Surprises de janvier : Il y eut
d’abord les annonces de janvier sur l’indemnisation du chômage, et
notamment 1) le remplacement de la suspension des indemnisations en cas de
manquements divers (dont l’absence à un rendez-vous) par une suppression ; 2) pour plus
d’efficacité répressive, ces sanctions aggravées seront prises par Pole Emploi,
ainsi juge et partie et qui aura tout pouvoir en ce domaine, alors
qu’auparavant les décisions de radiation de la liste des demandeurs d’emploi,
de suppression du revenu de remplacement et d’application d’une pénalité
administrative relevaient de la compétence du Préfet . Alors surtout
n’indisposez pas votre gentil conseiller Pole Emploi !
Décision
prise, décret passé (n° 2018-1335 du 28 décembre 2018) ! Tiens, et cela,
on n’aurais pas pu en débattre avant ? C’était urgent à ce point là ?

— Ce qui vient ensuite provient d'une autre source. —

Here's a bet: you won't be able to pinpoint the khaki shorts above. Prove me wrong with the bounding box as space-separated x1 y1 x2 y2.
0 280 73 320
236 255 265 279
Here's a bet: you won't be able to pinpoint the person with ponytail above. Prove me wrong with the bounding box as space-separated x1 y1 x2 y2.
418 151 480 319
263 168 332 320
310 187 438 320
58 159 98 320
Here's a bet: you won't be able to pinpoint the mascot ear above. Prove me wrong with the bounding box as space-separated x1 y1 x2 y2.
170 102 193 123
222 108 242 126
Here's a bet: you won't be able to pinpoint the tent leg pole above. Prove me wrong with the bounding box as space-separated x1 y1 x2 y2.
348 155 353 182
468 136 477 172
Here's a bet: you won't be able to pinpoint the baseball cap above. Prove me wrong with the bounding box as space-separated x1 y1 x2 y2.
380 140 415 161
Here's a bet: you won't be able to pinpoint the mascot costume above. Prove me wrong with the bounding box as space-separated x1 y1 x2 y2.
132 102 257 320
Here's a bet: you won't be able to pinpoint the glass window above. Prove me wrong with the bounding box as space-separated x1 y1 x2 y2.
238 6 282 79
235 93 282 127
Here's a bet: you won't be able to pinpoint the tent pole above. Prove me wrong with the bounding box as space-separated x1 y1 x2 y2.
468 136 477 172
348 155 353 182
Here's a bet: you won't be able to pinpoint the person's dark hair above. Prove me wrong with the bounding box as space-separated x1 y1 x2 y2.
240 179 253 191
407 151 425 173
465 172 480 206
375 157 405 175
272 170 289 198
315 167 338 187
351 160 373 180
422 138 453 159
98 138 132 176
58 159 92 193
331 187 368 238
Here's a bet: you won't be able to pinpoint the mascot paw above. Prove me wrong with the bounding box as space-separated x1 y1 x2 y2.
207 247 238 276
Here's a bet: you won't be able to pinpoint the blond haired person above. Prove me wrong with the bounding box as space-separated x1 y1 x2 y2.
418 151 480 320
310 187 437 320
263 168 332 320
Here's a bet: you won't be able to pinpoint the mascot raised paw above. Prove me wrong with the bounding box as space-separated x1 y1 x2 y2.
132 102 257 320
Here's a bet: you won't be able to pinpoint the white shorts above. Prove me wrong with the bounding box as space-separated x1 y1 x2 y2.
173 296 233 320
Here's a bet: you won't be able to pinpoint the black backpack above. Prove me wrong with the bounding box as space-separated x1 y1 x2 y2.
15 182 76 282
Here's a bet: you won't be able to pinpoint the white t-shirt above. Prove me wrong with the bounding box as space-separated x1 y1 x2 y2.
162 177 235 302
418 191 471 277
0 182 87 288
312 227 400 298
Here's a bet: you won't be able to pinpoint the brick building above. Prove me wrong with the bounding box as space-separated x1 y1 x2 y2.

Ça aurait pas pu attendre la réforme de l‘assurance chômage, actuellement en
cours, et dont le gouvernement semble décidé à prendre la direction après avoir
écarté les syndicats de salariés et les organisations patronales pour imposer
un plan drastique d’économie ?
Donc,
on se fiche de nous. Et plutôt pas débattre !
Dans la suite logique
des ordonnances Macron : un changement majeur de nos loi de
travail, cinq ordonnances de 160 pages, avec notamment la très contestable
limitation des indemnités prudhommales (qui protège par avance l’éventuel
délinquant patronal davantage que le salarié victime de ses agissements et
contraire aux loin internationales, la priorité donnée aux accords
d’entreprises sur les accords de branche ( une mesure qui fait rétrograder de
plus de 100 ans, et plaçant des élément essentiels du contrat de travail sous
la dépendance de la concurrence), la possibilité de se passer de représentant syndical
dans des accords dans les petites entreprises, la diminution du nombre de
délégués syndicaux dans les instances représentatives etc..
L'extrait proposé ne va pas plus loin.